Full Marijuana Legalization Headed For 2010 Ballot, Group Says
A pro-marijuana group funded in part by Oakland coffee shop entrepreneur Richard Lee says it has more than enough signatures to put a full-legalization initiative on the November, 2010 ballot.
Associated Press reports that Lee's group says it has way more than the 434,000 signatures it needs to put the issue before state voters and that it will submit its John Hancocks to the Secretary of State next month for validation.
The law would go beyond 1996's Prop. 215, which legalized the collective, nonprofit cultivation of marijuana for those "seriously ill" people with doctor's notes. Medical marijuana dispensaries in Los Angeles have mushroomed to 545, prompting the city of L.A. to propose a law that would limit the number of so-called pot shops to about 137 and to place requirements on them that would limit business to nonprofit sales and on-site cultivation.

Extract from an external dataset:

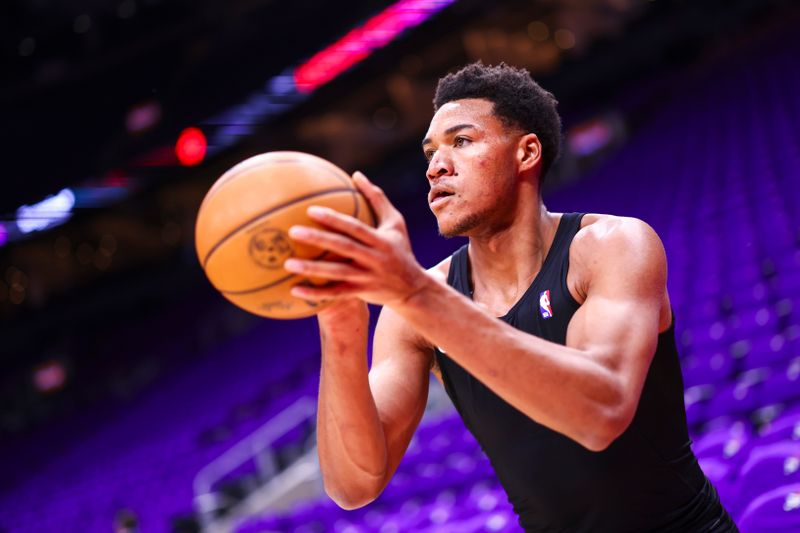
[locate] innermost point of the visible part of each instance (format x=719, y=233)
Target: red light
x=191, y=147
x=49, y=376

The initiative might make all that a nonstarter unless the city wants to go ahead with deeper regulations than that state might require (there are cities in the state, for example, that have no dispensaries). No longer would we be debating the pros and cons of medical marijuana. This proposal takes the medical out of the equation.
The Lee-backed law would legalize the possession of one ounce of pot for people aged 21 and older. Residents could also grow the plants in areas limited to 25 square feet.